I've heard there might be free Portuguese language classes available for immigrants, but one must sign up via the government. Does anyone know about this - what are the requirements, where and how to register?

I'm looking to study Portuguese in Lisboa, but any experience with this would be helpful. Thanks!


----------



## canoeman (Mar 3, 2011)

Every Camara has to run classes but it all depends on numbers and generally it's one class regardless of ability, Lisboa I'm sure will be different start your search at cm-lisboa.pt op


----------



## pintarroxo (Jun 15, 2012)

thanks canoeman! 

now, if i could only read the website 

j/k it's a good lead, i appreciated it!


----------



## canoeman (Mar 3, 2011)

see post in stickies above on how to translate web sites


----------



## siobhanwf (Mar 20, 2009)

pintarroxo said:


> thanks canoeman!
> 
> now, if i could only read the website
> 
> j/k it's a good lead, i appreciated it!


http://www.expatforum.com/expats/po...w-translate-web-pages-portuguese-english.html


----------



## pintarroxo (Jun 15, 2012)

thanks for the tip! but a question...

i started to install the translate thing, but a pop-up said that it would access "my data on all websites" as well as my tabs and browsing activity.

does anyone know exactly what this means? at first glance it doesn't look like something i'd want to happen!


----------



## siobhanwf (Mar 20, 2009)

pintarroxo said:


> thanks for the tip! but a question...
> 
> i started to install the translate thing, but a pop-up said that it would access "my data on all websites" as well as my tabs and browsing activity.
> 
> does anyone know exactly what this means? at first glance it doesn't look like something i'd want to happen!

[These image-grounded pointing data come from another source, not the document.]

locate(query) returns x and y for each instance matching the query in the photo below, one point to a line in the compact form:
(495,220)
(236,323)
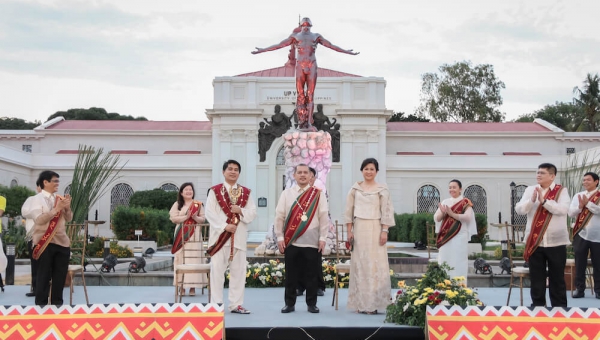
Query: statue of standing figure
(305,43)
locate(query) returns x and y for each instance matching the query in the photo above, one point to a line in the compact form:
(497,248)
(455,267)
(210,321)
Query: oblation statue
(305,43)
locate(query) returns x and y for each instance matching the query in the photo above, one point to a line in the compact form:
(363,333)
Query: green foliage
(588,98)
(401,231)
(93,113)
(435,288)
(462,93)
(156,199)
(10,123)
(16,235)
(418,231)
(127,219)
(481,221)
(94,172)
(15,197)
(399,117)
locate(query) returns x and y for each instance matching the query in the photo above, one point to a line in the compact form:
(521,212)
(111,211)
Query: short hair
(457,182)
(594,176)
(550,167)
(301,164)
(370,161)
(232,161)
(46,175)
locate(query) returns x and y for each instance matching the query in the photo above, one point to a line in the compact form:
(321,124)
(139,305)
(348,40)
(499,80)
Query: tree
(93,113)
(589,100)
(10,123)
(462,93)
(567,116)
(399,117)
(15,197)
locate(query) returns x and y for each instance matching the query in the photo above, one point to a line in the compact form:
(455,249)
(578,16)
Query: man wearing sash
(301,225)
(585,210)
(229,210)
(50,213)
(546,206)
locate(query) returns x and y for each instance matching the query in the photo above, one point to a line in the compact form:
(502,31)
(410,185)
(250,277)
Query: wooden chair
(515,253)
(341,252)
(431,240)
(77,233)
(194,261)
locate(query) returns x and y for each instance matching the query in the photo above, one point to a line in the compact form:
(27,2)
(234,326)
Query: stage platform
(266,320)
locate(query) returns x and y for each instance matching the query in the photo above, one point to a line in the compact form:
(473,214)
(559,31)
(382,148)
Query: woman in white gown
(455,224)
(369,214)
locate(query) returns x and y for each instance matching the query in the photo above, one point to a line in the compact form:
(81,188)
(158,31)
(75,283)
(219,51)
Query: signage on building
(288,96)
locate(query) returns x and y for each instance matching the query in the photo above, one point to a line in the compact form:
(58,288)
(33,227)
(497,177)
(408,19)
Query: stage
(266,320)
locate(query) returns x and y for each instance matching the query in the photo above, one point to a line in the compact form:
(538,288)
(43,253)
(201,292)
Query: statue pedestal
(310,148)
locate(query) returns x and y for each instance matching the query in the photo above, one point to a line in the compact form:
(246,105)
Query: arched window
(169,187)
(519,219)
(428,198)
(280,157)
(120,195)
(478,197)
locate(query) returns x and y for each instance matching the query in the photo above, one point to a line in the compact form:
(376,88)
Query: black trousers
(582,247)
(33,265)
(52,264)
(555,259)
(301,264)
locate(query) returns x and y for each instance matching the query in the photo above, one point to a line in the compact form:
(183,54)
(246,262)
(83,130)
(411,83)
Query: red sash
(185,230)
(49,234)
(301,214)
(450,227)
(225,203)
(540,222)
(585,215)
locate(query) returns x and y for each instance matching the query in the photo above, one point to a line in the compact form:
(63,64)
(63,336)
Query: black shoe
(288,309)
(313,309)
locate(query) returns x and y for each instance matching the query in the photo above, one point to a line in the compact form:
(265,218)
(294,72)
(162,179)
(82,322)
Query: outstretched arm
(282,44)
(328,44)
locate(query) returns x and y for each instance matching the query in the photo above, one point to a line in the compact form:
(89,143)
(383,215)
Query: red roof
(466,127)
(288,71)
(131,125)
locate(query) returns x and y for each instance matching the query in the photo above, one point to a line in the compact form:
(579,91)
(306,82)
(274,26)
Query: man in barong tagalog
(586,232)
(546,205)
(229,210)
(305,43)
(52,246)
(301,225)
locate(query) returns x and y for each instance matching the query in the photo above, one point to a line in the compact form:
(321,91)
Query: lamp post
(10,265)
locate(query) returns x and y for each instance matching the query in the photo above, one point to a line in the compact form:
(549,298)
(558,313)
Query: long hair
(180,201)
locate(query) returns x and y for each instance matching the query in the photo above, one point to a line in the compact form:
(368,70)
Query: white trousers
(237,279)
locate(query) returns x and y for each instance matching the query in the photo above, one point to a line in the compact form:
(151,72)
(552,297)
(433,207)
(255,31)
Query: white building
(417,160)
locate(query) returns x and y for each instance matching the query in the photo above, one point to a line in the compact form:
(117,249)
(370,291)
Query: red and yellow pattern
(487,323)
(113,321)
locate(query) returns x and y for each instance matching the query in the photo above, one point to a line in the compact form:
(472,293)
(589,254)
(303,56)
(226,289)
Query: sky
(158,59)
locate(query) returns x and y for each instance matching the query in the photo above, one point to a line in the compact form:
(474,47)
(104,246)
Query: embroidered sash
(450,227)
(225,203)
(585,215)
(301,214)
(50,232)
(185,230)
(540,222)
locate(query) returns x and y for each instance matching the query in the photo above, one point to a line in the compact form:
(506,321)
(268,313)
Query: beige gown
(191,280)
(370,284)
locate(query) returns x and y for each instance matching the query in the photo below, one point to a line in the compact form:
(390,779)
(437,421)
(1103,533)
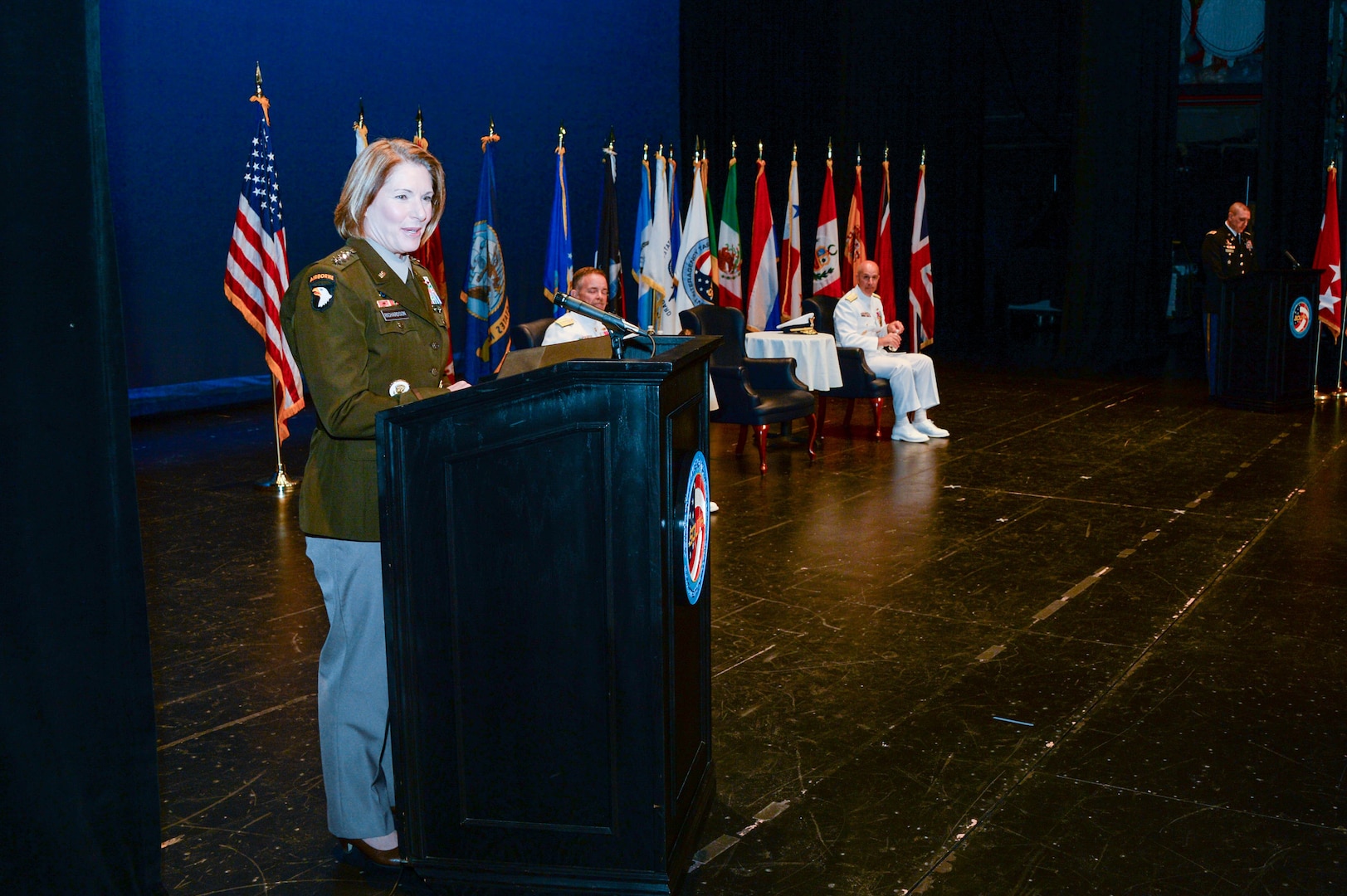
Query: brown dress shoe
(380,857)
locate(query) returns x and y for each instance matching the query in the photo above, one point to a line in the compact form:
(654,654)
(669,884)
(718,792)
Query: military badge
(322,286)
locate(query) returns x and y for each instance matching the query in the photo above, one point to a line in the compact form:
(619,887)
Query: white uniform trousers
(910,377)
(354,689)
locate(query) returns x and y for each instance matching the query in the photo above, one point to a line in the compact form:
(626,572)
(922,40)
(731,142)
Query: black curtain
(865,75)
(1291,131)
(1118,251)
(77,751)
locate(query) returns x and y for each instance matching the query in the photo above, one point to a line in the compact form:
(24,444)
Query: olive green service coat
(354,329)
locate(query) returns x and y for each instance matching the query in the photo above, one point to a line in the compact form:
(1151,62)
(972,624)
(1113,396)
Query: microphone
(613,322)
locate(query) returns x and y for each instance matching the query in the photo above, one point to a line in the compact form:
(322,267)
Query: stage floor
(1093,643)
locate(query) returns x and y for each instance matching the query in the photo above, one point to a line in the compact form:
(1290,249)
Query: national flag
(256,271)
(557,275)
(432,255)
(791,295)
(608,248)
(729,259)
(1329,259)
(675,213)
(884,250)
(853,251)
(655,267)
(710,222)
(827,278)
(644,226)
(486,341)
(763,291)
(693,269)
(920,295)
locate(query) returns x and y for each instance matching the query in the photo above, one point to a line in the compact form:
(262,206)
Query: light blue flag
(557,275)
(486,341)
(642,236)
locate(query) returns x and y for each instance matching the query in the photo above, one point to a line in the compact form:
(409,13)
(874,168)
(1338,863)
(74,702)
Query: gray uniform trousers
(354,689)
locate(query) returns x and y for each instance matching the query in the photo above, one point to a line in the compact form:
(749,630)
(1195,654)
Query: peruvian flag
(920,295)
(827,279)
(1329,259)
(763,293)
(884,250)
(854,251)
(789,282)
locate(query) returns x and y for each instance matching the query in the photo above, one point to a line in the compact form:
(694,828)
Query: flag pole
(278,481)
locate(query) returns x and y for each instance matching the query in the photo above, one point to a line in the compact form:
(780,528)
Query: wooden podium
(549,674)
(1265,347)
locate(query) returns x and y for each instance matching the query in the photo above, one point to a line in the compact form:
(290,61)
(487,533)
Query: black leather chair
(750,391)
(529,334)
(858,380)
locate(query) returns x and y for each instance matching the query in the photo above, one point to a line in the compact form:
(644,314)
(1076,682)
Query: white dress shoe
(927,427)
(904,431)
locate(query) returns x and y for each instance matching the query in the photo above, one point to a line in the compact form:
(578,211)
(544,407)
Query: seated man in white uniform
(858,324)
(590,287)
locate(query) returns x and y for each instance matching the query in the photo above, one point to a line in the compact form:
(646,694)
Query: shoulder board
(341,258)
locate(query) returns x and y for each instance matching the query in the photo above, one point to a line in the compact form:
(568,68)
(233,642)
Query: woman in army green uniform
(369,333)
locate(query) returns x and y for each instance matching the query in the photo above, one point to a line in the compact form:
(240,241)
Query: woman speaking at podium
(368,330)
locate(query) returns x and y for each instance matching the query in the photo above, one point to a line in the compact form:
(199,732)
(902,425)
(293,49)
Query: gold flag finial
(261,99)
(490,135)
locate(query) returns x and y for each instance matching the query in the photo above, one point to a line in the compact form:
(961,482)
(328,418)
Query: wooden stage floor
(1093,643)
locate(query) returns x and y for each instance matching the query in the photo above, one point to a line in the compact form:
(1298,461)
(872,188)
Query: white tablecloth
(815,356)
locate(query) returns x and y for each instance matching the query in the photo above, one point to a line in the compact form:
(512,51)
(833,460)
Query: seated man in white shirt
(858,322)
(590,287)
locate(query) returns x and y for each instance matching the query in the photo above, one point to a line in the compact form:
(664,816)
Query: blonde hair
(367,178)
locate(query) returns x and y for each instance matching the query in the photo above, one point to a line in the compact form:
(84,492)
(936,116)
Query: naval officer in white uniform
(858,324)
(590,287)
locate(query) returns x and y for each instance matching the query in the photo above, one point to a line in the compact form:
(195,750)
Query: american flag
(256,272)
(920,294)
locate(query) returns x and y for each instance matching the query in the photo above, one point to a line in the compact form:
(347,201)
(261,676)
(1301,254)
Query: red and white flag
(920,295)
(853,252)
(256,272)
(884,250)
(789,280)
(763,289)
(827,278)
(1329,259)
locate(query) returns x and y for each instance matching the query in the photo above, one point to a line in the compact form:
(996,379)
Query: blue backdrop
(177,80)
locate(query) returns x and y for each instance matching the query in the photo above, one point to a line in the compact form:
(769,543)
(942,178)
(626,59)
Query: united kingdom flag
(920,295)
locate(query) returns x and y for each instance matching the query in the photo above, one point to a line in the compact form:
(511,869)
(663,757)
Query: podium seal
(1301,317)
(695,526)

Just means that if you go to a website other than one in English it will offer you the opportunity to use the translation service


----------



## Agne26 (Nov 17, 2015)

Hello,

I am lithuanian girl and planning to move to Porto city. Could you please help me, if I have any opportunities to learn portuguese language as an immigrant? are there free language courses? Thank you. Will be waiting for an answer.


----------